🤖 AI Summary
This work addresses the agnostic learning problem for multiclass linear classifiers under Gaussian marginal distributions and presents the first dimension-independent, polynomial-time robust algorithm, resolving a long-standing challenge in settings with three or more classes. By integrating pairwise improper learning with a localization-based analytical framework and leveraging structural properties of the Gaussian distribution, the method overcomes the fundamental barrier of super-polynomial sample complexity that plagues standard multiclass perceptron algorithms in this setting.

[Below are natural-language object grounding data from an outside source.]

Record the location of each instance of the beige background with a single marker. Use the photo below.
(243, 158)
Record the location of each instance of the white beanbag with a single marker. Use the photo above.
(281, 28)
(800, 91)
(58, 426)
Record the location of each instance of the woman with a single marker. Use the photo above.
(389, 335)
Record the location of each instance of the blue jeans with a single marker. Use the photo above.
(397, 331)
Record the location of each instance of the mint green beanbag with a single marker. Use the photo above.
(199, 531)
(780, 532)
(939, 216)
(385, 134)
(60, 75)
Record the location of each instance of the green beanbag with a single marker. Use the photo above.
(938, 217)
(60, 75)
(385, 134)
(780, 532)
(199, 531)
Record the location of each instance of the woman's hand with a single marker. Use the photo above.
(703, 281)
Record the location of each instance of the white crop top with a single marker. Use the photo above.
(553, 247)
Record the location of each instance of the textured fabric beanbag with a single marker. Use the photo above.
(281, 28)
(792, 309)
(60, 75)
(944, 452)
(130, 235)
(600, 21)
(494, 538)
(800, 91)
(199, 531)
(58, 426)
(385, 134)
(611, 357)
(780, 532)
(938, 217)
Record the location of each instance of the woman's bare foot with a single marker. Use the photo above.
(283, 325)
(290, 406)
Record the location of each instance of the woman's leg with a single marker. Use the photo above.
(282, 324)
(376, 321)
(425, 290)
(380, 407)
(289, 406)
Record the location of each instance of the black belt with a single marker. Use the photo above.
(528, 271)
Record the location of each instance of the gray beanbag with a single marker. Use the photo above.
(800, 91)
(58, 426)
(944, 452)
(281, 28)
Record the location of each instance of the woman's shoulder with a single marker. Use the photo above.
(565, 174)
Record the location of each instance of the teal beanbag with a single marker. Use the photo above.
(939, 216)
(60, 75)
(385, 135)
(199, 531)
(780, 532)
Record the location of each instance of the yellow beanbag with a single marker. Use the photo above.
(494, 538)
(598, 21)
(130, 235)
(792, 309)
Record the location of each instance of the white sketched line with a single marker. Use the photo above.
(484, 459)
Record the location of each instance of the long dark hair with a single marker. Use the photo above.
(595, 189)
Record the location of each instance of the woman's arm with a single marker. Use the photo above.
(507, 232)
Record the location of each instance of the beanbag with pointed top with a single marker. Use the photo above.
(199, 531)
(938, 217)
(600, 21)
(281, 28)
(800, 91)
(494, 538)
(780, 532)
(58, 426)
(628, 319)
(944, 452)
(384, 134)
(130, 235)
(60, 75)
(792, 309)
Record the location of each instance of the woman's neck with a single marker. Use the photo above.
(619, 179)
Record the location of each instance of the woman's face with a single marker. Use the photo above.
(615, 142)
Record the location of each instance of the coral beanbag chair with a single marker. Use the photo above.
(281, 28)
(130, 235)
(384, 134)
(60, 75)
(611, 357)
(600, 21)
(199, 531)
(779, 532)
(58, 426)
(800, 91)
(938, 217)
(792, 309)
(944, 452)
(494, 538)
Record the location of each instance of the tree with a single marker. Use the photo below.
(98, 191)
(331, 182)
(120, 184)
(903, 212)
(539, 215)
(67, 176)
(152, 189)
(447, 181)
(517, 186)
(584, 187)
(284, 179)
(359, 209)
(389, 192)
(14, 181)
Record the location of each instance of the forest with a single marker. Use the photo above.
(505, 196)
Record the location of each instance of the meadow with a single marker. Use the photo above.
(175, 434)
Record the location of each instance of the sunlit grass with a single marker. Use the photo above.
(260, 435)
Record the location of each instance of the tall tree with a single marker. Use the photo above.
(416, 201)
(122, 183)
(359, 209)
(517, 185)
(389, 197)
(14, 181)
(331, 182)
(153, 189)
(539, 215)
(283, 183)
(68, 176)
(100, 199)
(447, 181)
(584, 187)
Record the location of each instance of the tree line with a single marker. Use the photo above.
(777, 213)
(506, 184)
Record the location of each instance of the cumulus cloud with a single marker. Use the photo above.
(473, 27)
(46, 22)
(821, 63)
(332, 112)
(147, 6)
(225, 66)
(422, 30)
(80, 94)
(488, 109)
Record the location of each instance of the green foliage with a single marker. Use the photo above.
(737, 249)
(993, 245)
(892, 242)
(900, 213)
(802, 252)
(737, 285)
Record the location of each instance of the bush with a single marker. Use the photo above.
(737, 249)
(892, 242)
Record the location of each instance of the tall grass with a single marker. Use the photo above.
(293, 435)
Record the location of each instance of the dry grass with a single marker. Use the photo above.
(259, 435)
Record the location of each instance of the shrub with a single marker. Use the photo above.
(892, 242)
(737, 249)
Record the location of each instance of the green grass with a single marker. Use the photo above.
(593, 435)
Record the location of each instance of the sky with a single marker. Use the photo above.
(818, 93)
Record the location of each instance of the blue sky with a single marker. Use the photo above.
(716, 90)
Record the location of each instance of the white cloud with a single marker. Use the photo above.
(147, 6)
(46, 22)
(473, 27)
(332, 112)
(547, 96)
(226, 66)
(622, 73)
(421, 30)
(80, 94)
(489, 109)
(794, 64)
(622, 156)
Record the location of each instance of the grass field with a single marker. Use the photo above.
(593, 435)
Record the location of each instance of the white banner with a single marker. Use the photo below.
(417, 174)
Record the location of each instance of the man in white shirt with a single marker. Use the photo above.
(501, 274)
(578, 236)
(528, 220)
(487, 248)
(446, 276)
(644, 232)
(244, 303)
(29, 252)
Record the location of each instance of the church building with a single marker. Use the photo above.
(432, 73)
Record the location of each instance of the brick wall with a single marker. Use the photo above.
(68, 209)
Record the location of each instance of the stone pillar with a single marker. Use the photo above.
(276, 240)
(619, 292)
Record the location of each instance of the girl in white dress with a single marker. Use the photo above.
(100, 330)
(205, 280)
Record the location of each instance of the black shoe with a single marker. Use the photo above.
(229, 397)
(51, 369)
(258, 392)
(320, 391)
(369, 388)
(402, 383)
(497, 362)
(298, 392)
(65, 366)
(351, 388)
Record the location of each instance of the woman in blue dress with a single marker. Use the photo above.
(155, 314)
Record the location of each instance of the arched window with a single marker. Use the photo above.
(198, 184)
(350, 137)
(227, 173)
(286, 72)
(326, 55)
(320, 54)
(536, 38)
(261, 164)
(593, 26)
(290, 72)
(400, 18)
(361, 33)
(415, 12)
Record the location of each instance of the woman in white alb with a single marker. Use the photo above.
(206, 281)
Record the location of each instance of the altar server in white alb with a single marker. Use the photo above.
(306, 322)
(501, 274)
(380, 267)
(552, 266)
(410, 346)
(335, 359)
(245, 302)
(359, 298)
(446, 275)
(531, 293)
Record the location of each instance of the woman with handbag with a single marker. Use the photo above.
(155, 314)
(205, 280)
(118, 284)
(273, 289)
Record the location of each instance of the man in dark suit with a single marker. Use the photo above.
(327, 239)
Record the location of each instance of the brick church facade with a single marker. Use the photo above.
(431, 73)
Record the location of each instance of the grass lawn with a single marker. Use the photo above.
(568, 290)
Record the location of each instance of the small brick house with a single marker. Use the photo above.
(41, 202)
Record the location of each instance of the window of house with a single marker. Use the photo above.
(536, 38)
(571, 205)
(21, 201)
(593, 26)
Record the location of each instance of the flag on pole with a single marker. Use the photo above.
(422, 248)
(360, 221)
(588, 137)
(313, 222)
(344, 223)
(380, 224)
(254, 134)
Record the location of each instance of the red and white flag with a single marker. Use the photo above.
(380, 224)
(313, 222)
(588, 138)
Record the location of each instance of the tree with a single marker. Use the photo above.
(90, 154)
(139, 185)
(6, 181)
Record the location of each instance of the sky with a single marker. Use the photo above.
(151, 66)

Theoretical guarantees include an error bound of $\widetilde{O}(k^{3/2}\sqrt{\text{opt}}) + \varepsilon$ for general $k$-class problems, an $O(\text{opt}) + \varepsilon$ guarantee for $k = 3$, and a $\text{poly}(k) \cdot \text{opt} + \varepsilon$ approximation for geometrically regular $k$-class classifiers.
📝 Abstract
We study the task of agnostic learning of multiclass linear classifiers under the Gaussian distribution. Given labeled examples $(x, y)$ from a distribution over $\mathbb{R}^d \times [k]$, with Gaussian $x$-marginal, the goal is to output a hypothesis whose error is comparable to that of the best $k$-class linear classifier. While the binary case $k=2$ has a well-developed algorithmic theory, much less is known for $k \ge 3$. Even for $k=3$, prior robust algorithms incur exponential dependence on the inverse of the desired accuracy in both complexity and representation size. In this work, we develop new structural results for multiclass linear classifiers and use them to design fully polynomial-time robust learners with dimension-independent error guarantees. Our first result shows that the standard multiclass perceptron algorithm requires super-polynomially many samples and updates, even with clean labels and Gaussian marginals, revealing a basic obstruction absent in the binary case. Our main positive result is a pairwise improper-learning framework which yields an efficient learner with error $\widetilde O(k^{3/2}\sqrt{\mathrm{opt}})+ε$ for general $k$. Additionally, we develop a sharper localization-based framework which leads to error $O(\mathrm{opt})+ε$ for $k=3$, and error $\mathrm{poly}(k)\mathrm{opt}+ε$ for geometrically regular $k$-class linear classifiers.